What would users change in my app? summarizing app reviews for recommending software changes
1. Does the paper propose a new opinion mining approach?
Yes
2. Which opinion mining techniques are used (list all of them, clearly stating their name/reference)?
Intent Classifier: S. Panichella, A. Di Sorbo, E. Guzman, C. Visaggio, G. Canfora, and H. Gall. How can I improve my app? classifying user reviews for software maintenance and evolution. In Software Maintenance and Evolution (ICSME), 2015 IEEE International Conference on, pages 281–290, Sept 2015. Topics Classification
3. Which opinion mining approaches in the paper are publicly available? Write down their name and links. If no approach is publicly available, leave it blank or None.
Intent Classifier: https://www.ifi.uzh.ch/en/seal/people/panichella/tools/ARdoc.html SURF: https://www.ifi.uzh.ch/en/seal/people/panichella/tools/SURFTool.html
4. What is the main goal of the whole study?
to summarize thousands of reviews and generating an interactive, structured and condensed agenda of recommended software changes
5. What the researchers want to achieve by applying the technique(s) (e.g., calculate the sentiment polarity of app reviews)?
intention classifier: detecting sentences in user reviews that are important from a maintenance perspective Topics Classification: extracting the topics
6. Which dataset(s) the technique is applied on?
3439 reviews from 17 different apps
7. Is/Are the dataset(s) publicly available online? If yes, please indicate their name and links.
no
8. Is the application context (dataset or application domain) different from that for which the technique was originally designed?
no
9. Is the performance (precision, recall, run-time, etc.) of the technique verified? If yes, how did they verify it and what are the results?

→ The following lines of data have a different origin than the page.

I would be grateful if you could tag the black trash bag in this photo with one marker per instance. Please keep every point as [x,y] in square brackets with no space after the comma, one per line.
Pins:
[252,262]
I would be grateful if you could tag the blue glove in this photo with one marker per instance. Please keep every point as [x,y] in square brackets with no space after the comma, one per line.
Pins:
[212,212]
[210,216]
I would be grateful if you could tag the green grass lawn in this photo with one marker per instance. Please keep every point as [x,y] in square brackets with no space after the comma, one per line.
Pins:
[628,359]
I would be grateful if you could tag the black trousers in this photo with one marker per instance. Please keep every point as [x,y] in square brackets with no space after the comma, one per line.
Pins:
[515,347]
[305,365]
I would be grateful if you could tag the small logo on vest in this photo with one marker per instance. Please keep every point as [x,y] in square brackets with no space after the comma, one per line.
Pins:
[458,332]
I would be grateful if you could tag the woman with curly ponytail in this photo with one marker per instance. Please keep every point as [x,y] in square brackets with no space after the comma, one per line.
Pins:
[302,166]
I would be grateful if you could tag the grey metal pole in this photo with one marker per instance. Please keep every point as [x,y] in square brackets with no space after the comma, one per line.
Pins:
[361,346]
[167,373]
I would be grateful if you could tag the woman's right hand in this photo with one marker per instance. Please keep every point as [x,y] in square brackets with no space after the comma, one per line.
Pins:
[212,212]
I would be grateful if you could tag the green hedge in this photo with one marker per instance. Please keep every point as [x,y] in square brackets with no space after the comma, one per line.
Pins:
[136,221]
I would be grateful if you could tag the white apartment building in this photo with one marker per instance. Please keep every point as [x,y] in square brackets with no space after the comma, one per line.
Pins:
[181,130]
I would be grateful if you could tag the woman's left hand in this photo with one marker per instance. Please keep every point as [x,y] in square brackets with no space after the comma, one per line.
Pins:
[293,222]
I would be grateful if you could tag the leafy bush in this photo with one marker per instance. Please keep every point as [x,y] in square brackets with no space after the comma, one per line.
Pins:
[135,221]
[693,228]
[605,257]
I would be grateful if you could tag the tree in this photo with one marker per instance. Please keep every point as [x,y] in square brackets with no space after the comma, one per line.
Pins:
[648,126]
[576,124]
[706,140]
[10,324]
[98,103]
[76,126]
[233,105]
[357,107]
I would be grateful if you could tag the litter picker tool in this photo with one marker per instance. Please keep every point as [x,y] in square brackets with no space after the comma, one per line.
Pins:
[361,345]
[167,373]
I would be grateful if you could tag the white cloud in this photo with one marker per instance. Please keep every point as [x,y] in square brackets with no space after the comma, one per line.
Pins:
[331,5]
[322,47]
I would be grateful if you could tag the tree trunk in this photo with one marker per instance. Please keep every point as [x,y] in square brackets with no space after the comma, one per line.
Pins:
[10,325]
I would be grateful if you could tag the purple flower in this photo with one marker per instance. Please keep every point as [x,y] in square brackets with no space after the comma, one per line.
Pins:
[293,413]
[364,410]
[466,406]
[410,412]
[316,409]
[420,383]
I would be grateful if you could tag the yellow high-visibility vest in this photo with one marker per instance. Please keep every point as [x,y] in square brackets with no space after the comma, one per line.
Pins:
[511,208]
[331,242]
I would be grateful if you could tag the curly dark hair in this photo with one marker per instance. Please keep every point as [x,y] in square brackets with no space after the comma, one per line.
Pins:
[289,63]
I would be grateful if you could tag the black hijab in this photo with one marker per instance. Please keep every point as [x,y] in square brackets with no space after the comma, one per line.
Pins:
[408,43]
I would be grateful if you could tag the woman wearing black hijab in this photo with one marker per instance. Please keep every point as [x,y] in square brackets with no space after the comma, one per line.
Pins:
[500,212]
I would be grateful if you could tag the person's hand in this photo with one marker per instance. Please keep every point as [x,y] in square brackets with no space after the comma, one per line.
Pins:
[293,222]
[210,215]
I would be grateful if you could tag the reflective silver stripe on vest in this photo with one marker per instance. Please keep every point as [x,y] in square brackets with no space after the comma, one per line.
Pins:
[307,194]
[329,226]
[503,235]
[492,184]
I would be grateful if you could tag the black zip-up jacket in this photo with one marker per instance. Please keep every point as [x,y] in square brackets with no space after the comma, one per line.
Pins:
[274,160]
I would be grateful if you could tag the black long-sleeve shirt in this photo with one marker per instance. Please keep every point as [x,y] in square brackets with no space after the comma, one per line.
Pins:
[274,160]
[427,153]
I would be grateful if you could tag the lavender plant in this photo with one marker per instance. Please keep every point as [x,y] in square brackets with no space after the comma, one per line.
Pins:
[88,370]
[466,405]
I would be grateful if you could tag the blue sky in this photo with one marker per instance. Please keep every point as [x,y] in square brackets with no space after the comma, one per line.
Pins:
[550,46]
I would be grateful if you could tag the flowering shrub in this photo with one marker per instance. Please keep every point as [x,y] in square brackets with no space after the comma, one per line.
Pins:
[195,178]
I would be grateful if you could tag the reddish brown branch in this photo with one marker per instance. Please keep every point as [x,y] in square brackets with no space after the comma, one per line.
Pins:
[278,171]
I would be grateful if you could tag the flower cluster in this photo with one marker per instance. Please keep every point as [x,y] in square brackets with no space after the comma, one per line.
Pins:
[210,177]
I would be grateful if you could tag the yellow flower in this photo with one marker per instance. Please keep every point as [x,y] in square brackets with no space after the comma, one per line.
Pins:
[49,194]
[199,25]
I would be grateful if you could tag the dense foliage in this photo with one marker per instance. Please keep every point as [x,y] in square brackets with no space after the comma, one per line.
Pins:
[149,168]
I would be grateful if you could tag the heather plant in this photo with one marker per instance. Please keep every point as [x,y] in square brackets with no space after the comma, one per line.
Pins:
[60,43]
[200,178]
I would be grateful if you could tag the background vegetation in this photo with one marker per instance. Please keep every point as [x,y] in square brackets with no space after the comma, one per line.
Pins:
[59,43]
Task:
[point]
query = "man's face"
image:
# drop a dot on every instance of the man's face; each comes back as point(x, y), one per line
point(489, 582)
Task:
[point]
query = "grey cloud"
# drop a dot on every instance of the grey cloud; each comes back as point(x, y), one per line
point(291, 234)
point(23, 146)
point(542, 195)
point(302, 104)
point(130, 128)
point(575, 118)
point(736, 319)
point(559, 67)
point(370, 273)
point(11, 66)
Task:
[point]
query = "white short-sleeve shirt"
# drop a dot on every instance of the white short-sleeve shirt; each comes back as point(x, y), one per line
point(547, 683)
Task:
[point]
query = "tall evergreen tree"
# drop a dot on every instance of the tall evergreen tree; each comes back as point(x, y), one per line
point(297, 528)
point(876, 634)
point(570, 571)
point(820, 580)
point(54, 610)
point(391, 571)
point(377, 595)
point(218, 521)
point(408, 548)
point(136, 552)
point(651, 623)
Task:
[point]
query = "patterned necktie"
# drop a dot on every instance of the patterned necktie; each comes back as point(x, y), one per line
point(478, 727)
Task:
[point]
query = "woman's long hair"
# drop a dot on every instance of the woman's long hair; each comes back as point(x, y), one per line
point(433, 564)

intention classifier: verified in the original paper Topics Classification: evaluated the effectiveness of the NLP classifier comparing the labels assigned by the classifier with the labels assigned in the human oracle, and achieved a global recall of 0.79, a global precision of 0.73, and a global F-measure of 0.76
10. Does the paper replicate the results of previous work? If yes, leave a summary of the findings (confirm/partially confirms/contradicts).
No
11. What success metrics are used?
a survey to evaluate: (i) the suitability and robustness, (ii) the practical usefulness, and (iii) the quality of the summaries
12. Write down any other comments/notes here.
-